Constantly being in a good network coverage region is a big challenge as a digital nomad. Apart from that, as a travel vlogger, writing creative blogs constantly you often run out of ideas. Recently, I went through a three month long writer’s block. I was only able to write forthe clients and do the bare minimum to keep the income coming in. Creative blocks just come unannounced and hamper your work. Recently, there was a brand collaboration where I was supposed to submit a blog by June to the client but I wasn’t able to. Now, I feel like I’m coming out of that situation and thankfully some people understand that these things happen. I decided to wait for that period to end because I did not want to write anything half heartedly.
As a travel blogger, what accomplishment are you most proud of?
Getting published by NatGeo is my latest accomplishment and I’m incredibly proud of that because I had the worst period of self doubt when my pitches were not being accepted and I could not deliver on time. I dealt with the worst imposter syndrome possible. I felt like the editor made a mistake hiring me to write for NatGeo. I threw up twice out of anxiety in a week’s time. Fortunately, the editor liked my work and appreciated me. Once it was out there, I received positive feedback which really boosted my confidence when I needed it the most.
What is the most frequently asked question to you?
People often have an assumption that travel content creators travel for free. The idea is crazy. I do try my best to get sponsorships for my travels by offering my services in return. It’s similar to a barter system. I pay money to sustain my blog and create content. There is an immense investment to get where I’m at in my career and a lot of creativity and hard work that goes in gathering an audience.
Lastly, what advice would you give to people starting their career in this space?
I believe it is crucial to find your voice. The travel content market is getting saturated day by day. I find so many people accounting their travels on instagram, doing the same thing over and over in the same format. You need to figure out a way to stand out and what value you can provide to your target audience. Don’t put all your eggs in one basket.

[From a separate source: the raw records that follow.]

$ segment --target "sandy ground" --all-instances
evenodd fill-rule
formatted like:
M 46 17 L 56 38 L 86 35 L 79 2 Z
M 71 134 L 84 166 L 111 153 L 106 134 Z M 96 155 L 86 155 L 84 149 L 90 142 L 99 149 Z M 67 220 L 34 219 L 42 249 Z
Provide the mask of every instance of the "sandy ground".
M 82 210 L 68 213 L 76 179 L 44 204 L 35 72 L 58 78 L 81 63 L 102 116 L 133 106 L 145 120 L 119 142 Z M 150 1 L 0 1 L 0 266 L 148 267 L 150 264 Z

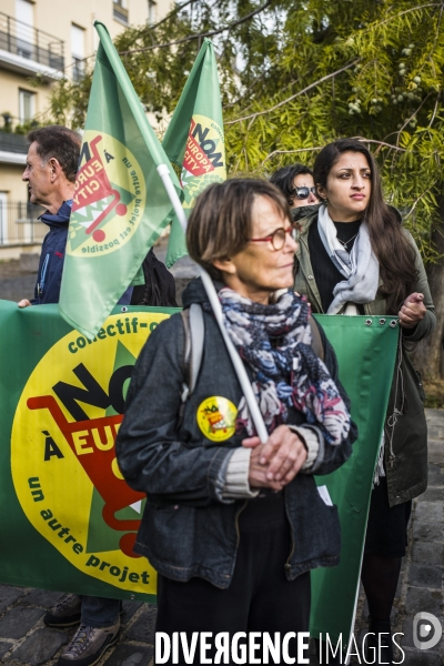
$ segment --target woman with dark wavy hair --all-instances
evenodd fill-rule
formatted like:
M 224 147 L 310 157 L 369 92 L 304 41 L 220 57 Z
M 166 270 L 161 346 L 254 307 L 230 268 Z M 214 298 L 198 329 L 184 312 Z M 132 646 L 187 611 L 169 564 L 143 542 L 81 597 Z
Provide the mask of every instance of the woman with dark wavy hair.
M 317 155 L 313 174 L 322 203 L 299 209 L 295 291 L 307 295 L 313 312 L 400 317 L 362 566 L 370 632 L 390 633 L 412 498 L 427 485 L 423 391 L 406 352 L 432 332 L 435 311 L 418 250 L 384 202 L 370 151 L 354 139 L 334 141 Z M 391 664 L 392 642 L 384 645 L 381 663 Z

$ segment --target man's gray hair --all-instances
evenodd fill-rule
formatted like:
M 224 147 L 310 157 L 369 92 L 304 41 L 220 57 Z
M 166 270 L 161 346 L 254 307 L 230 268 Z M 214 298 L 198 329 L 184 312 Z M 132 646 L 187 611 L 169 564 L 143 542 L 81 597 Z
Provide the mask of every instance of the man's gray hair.
M 47 125 L 29 132 L 29 143 L 37 143 L 37 154 L 43 164 L 56 158 L 70 182 L 75 181 L 82 140 L 80 134 L 63 125 Z

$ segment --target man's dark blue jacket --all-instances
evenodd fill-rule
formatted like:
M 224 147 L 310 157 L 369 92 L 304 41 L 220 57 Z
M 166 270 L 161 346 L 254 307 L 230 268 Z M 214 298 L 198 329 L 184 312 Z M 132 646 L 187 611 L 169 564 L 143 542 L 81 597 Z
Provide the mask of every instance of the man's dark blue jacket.
M 42 244 L 33 305 L 59 302 L 71 204 L 72 201 L 63 201 L 56 215 L 47 211 L 40 218 L 48 224 L 49 233 Z
M 34 297 L 31 299 L 32 305 L 59 302 L 71 205 L 72 200 L 63 201 L 56 215 L 47 211 L 40 216 L 40 220 L 48 224 L 49 233 L 42 244 Z M 131 302 L 132 289 L 129 286 L 120 297 L 120 305 L 128 305 Z

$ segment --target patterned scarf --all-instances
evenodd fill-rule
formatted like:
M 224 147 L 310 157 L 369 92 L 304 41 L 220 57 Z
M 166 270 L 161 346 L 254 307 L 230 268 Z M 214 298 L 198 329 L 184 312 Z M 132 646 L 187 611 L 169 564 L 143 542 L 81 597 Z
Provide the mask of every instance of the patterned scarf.
M 350 415 L 324 363 L 314 354 L 305 297 L 285 291 L 276 303 L 262 305 L 231 289 L 219 292 L 224 324 L 241 359 L 255 375 L 253 390 L 269 432 L 285 423 L 287 407 L 302 412 L 341 444 L 350 431 Z M 273 344 L 273 342 L 275 344 Z M 243 397 L 240 421 L 254 434 Z

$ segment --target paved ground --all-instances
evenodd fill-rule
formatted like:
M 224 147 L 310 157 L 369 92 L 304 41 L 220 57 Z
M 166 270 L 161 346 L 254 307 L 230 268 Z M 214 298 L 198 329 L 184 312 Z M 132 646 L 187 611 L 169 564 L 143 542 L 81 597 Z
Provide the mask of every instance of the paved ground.
M 164 259 L 165 243 L 155 249 Z M 189 278 L 195 274 L 185 258 L 173 268 L 179 296 Z M 0 262 L 0 299 L 17 301 L 32 294 L 36 273 L 24 273 L 19 262 Z M 430 435 L 428 490 L 414 502 L 411 538 L 405 557 L 395 606 L 393 626 L 404 634 L 402 640 L 406 666 L 443 666 L 444 637 L 431 650 L 418 650 L 413 644 L 413 617 L 418 612 L 435 615 L 444 625 L 443 547 L 444 547 L 444 411 L 427 410 Z M 1 546 L 0 546 L 1 547 Z M 1 572 L 0 572 L 1 577 Z M 44 609 L 60 593 L 0 584 L 0 664 L 8 666 L 51 666 L 56 664 L 74 629 L 48 629 Z M 124 602 L 122 632 L 118 645 L 110 649 L 99 666 L 151 666 L 155 607 Z M 365 630 L 366 608 L 361 595 L 355 635 Z M 317 665 L 314 656 L 312 666 Z M 401 662 L 401 657 L 397 657 Z M 352 663 L 360 663 L 354 660 Z

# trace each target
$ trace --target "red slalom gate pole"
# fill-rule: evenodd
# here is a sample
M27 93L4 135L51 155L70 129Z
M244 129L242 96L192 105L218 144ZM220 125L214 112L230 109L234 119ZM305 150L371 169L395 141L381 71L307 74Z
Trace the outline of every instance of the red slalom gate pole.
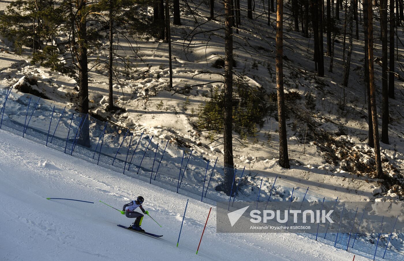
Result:
M206 219L206 222L205 223L205 226L203 227L203 231L202 232L202 236L201 236L201 239L199 240L199 244L198 245L198 249L196 250L196 255L198 254L198 251L199 250L199 246L201 245L201 241L202 241L202 237L203 236L203 234L205 232L205 228L206 228L206 224L208 223L208 219L209 219L209 215L210 215L210 210L212 210L212 208L209 210L209 214L208 214L208 217Z

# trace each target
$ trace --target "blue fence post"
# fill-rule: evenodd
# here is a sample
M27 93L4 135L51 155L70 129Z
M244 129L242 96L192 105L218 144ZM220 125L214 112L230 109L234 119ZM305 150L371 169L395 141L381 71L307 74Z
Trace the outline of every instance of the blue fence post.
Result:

Instead, branch out and think of the long term plan. Social media platforms keep coming and going as we saw in the case of Myspace, Orkut and TikTok. If you dedicate yourself entirely to a single platform and one day that platform vanishes, nobody will owe you an answer. I recommend writing for publications or posting vlogs on youtube if you are more of a visual creator. Websites will remain on the internet as long as the internet exists! Furthermore, you can always pull your content and put it on a different platform if your hosting provider wants to shut down. I believe it is a more secure and stable way of monetizing your content.